PROVENANCE; THE ARMOURY OF ARCHDUKE EUGEN FORTRESS HOHENWERFEN, SALZBURG, AUSTRIA. SOLD ANDERSON GALLERIES, NEW YORK 1ST-5TH OF MARCH 1927, LOT# 937.

EXHIBITED; JOHN WOODMAN HIGGINS ARMORY MUSEUM COLLECTION, WORCESTER, MASS.
(JWHA #262)

HISTORY - Ever since 1580, when Count Ferdinand of Tyrol became one of the first collectors of arms and armour in the modern sense of the word by assembling at his castle of Ambras, two miles from Innsbruck, the magnificent creations of the early armourer's art, and publishing the first catalog raisonne' of its kind, the reigning princes of Europe have considered the ownership of a fine "Armeria" (Arms & Armor) an indispensable prerogative. Great nobleman, and in due course the modern princes of commerce and industry, have tried to emulate their example; and we thus find, besides the incomparable collections at Vienna, Dresden, Madrid, Windsor, and in the Wallace Collection at Hertford House and the Metropolitan Museum of New York, a number of private collections of singular importance both abroad and in America.

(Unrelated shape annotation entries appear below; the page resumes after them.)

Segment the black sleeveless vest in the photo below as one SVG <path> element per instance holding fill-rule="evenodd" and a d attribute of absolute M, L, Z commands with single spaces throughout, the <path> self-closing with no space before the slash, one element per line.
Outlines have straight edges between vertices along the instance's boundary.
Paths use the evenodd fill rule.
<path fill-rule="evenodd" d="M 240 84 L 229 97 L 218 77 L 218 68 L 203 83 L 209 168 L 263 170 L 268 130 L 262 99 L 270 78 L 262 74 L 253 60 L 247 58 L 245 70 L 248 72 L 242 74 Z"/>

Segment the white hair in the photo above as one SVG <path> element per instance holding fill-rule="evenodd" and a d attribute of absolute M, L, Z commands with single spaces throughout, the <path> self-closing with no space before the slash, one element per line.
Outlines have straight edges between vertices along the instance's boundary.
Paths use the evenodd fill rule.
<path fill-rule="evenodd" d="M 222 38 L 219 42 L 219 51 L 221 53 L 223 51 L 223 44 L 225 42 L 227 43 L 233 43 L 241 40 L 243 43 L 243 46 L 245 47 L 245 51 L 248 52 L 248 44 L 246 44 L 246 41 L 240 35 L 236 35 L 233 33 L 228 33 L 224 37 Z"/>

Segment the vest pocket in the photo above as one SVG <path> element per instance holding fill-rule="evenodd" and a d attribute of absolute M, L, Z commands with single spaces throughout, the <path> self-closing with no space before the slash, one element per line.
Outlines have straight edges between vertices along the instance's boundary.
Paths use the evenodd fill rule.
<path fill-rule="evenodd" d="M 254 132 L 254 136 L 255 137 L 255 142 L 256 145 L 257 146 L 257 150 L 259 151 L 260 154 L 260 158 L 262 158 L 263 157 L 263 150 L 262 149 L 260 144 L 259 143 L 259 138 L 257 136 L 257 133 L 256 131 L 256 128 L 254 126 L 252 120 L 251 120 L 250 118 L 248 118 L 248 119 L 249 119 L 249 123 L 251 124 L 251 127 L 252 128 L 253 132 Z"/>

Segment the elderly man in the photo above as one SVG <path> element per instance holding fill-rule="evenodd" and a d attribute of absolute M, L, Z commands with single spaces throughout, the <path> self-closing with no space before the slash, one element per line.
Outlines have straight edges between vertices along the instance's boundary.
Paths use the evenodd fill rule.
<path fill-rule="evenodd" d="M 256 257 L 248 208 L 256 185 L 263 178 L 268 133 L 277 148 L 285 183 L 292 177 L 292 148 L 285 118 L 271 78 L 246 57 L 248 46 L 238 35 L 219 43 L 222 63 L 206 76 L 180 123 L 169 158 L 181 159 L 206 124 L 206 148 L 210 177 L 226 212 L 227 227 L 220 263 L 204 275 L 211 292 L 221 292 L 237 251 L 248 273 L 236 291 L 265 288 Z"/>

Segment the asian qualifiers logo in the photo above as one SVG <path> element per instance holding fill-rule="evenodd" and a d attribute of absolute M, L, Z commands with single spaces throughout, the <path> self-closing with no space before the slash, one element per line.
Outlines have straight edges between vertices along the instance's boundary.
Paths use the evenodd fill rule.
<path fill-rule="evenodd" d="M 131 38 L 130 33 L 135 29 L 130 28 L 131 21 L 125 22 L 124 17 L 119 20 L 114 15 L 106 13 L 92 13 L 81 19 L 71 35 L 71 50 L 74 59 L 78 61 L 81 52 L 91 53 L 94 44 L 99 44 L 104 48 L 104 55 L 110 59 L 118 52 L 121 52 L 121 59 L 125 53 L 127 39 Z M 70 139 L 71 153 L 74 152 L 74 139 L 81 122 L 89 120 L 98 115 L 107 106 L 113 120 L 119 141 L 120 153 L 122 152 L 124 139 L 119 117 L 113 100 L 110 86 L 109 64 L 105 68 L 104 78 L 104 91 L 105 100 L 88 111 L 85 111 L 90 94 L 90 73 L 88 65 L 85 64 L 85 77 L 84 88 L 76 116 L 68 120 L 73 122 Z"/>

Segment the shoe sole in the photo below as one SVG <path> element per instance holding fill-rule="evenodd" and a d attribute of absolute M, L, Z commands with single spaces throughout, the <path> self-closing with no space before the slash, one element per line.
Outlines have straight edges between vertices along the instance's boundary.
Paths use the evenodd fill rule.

The example of Ambras doubtless had its inspiring influence on the development by another Hapsburg price - the Archduke Eugen - of the Armoury at Hohenwerfen. When Archduke Eugen took possession of the fortress in 1898, he restored and replenished the (3) galleries of the armoury. The castle was placed on an inaccessible peak and dominating some of the vital routes from the Rhineland to the Orient and from the North to the Adriatic from the eleventh century on. Italian architects remodelled the Gothic fortress into the lofty terraced structure in the 16th century that exists today.